When is the Queensland media going to start giving Peter Beattie the bollocking he deserves for his gutless preference strategy and constant stunts? Hillary Bray wants answers now.
Yes, yes, yes. We all know that Peter Beattie has said that they’ll put One Nation last – but who believes what politicians say. The fine print tells a very different story.
Queensland has an optional preferential voting system, and the Queensland ALP has announced that it will not distribute preferences in most of the seats it is contesting and only giving a limited distribution in around 20 others. In other words, Labor isn’t putting One Nation or its spin-off, the City Council Alliance, last – and this decision means some of these candidates will almost certainly get elected.

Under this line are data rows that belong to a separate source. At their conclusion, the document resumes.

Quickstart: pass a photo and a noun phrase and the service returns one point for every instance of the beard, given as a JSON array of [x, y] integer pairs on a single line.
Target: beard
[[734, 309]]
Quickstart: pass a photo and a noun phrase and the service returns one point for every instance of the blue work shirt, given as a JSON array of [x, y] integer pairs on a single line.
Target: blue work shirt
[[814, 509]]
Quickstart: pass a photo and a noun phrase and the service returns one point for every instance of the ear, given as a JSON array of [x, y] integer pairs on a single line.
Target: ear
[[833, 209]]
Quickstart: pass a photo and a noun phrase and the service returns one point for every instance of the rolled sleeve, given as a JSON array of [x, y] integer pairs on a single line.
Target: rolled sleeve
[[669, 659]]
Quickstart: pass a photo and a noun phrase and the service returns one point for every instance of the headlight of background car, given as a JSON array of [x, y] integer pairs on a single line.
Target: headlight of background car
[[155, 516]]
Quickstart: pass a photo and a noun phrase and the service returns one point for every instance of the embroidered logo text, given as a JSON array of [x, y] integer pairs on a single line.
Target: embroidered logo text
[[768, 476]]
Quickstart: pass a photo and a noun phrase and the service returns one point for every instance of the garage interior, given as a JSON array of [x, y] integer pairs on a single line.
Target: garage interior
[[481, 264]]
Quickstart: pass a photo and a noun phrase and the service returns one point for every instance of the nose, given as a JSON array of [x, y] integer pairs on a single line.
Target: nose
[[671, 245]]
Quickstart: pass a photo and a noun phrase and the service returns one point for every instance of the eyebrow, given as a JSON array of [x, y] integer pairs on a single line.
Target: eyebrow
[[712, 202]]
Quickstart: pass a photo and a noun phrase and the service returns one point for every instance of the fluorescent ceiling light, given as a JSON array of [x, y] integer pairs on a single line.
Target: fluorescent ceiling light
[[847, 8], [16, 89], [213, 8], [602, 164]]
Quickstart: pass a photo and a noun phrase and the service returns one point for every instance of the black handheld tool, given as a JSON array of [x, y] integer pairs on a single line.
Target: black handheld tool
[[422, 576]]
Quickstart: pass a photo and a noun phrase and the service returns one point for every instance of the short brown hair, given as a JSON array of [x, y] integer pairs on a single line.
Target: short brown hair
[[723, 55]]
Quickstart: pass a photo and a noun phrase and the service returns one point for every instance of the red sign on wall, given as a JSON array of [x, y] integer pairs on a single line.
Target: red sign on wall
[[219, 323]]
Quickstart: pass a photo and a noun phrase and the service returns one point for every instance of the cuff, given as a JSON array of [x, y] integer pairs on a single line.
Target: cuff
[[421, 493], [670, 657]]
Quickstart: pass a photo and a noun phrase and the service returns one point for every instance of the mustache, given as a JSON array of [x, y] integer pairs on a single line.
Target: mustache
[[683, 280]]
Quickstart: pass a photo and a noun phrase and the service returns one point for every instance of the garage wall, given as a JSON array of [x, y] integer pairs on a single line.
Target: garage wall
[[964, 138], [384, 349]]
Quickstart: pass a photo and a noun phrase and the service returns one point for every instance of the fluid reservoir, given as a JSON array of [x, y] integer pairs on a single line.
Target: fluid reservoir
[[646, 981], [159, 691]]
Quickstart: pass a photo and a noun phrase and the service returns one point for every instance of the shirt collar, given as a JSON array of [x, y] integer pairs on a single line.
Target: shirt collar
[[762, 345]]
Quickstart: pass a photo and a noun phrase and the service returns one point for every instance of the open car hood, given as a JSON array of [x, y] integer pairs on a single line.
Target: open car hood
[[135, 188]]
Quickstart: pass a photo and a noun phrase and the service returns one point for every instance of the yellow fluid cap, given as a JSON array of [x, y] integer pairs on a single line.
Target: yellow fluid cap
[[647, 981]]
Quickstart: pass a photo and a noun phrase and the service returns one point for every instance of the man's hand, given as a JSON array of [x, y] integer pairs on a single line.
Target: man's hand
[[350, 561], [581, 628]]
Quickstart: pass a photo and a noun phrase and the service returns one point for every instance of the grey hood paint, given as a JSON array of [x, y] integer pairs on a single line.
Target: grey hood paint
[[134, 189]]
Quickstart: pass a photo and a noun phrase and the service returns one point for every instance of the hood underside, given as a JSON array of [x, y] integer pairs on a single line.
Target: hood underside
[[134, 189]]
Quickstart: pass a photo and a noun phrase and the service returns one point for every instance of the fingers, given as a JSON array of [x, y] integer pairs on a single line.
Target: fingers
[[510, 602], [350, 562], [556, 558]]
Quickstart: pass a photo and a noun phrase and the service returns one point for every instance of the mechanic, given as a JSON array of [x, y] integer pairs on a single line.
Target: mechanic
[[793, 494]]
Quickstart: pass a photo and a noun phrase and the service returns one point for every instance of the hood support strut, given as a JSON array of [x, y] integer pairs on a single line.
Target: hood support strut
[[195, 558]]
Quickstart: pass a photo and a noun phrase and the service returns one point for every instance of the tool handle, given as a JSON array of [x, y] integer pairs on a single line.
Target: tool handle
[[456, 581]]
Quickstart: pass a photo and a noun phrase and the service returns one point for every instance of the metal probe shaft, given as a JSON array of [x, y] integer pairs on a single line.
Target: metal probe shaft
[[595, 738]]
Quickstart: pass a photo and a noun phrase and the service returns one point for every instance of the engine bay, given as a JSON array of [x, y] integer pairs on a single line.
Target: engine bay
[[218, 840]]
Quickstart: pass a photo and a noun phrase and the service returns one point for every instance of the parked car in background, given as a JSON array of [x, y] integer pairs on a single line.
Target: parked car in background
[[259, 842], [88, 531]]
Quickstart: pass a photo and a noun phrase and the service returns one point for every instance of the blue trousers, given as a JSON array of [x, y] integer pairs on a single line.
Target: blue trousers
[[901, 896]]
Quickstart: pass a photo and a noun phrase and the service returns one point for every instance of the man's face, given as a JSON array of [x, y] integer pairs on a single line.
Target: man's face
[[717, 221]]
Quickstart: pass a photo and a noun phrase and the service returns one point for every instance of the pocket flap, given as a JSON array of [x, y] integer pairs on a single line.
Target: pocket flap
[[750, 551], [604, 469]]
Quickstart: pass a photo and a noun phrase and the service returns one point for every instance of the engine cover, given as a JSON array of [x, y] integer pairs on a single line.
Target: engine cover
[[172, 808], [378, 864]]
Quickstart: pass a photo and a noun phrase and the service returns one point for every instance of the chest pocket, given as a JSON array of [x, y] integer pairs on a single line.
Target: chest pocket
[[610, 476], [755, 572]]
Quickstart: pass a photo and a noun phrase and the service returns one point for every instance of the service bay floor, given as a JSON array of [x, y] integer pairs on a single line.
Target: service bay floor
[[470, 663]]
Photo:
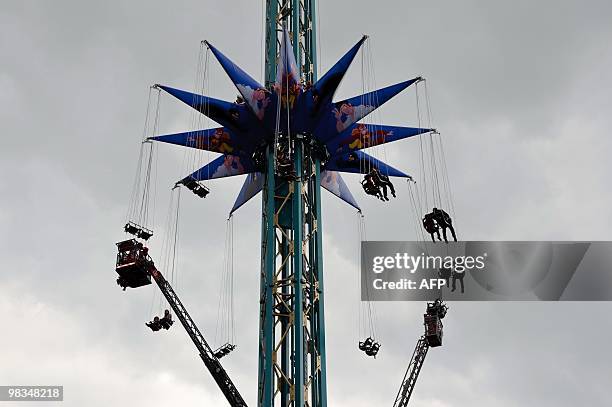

Instead, Labor’s preference decision is a cynical attempt to beat National Party candidates in rural seats. At the 1998 State Election, Labor came third behind Coalition candidates in 12 seats, and its preferences were critical in deciding the final outcome in many of these.
Since 98, there has been a redistribution in Queensland, and on 98 figures there are nine seats where Labor came third where this time round ON or CCA candidates are running – Beaudesert , Callide, Cunningham, Gympie, Hinchinbrook, Lockyer, Nanango, Tablelands and Warrego.
Out of these, Lockyer is held by the CCA and Nanango and Tablelands by ex ON Independents. The 1998 ON vote exceeded 40 per cent in Nanango and Tablelands, with Labor polling some 10 per cent less that the Nats. The independent MPs in these seats have a good chance of winning the primary results – and without ALP preferences the Nats will be out in the cold.
In Lockyer in 98, the Nat vote was split between One Nation and an independent. Again, the current CCA MP is likely to win the primaries and – without Labor preference flowing through – keep the Nats out.
Callide and Gympie are now at risk because of Labor’s strategy, with ON or the CCA a good chance to win the primary vote. Labor is not preferencing, and with no incumbent Nat running in Gympie, things look bright for the rednecks.
B1’s self proclaimed “put One Nation last” strategy means that the City Country Alliance could win Gympie, ex One Nation “independents” keep Nanango and Tablelands and boost the ratbag parties chances in Callide and Gympie. If there’s a good vote for Pauline’s band of bigots and their ghastly bastard children, Labor’s preference decisions will have a major impact in at least five seats – and help anything up to four rednecks keep their seats.
One Nation are currently distributing brochures that read: “Gun Laws – the right for citizens to bear arms is guaranteed under our constitution and inherited laws. Armed citizens are the best deterrent to wayward government. We must return to previous gun ownership laws allowing free use to all shooters, offering training for novices and destruction of present government firearm records we don’t need more police, we need less crime.” And these are the people that Peter Beattie is trying to help? Jesus! We all knew that Queensland Labor was bent, but
Editor’s Note: And how cynical was B1 on the Sunday program yesterday gloating about how his swimming with sharks stunt had stopped people talking about Labor rorts. This guy has no shame gloating on national TV about the effectiveness of his circus in disarming a piss-weak media. Why aren’t the rest of the media getting stuck into Beattie over the rorts just like Sunday’s Graham Davis did yesterday? It is amazing that he can get away with not putting One Nation last, failing to stamp out the rorters until one minute to midnight and then pulling off a succession of stunts to deflect attention from the morally bankrupt rabble that he leads. The media has one last week to right this wrong.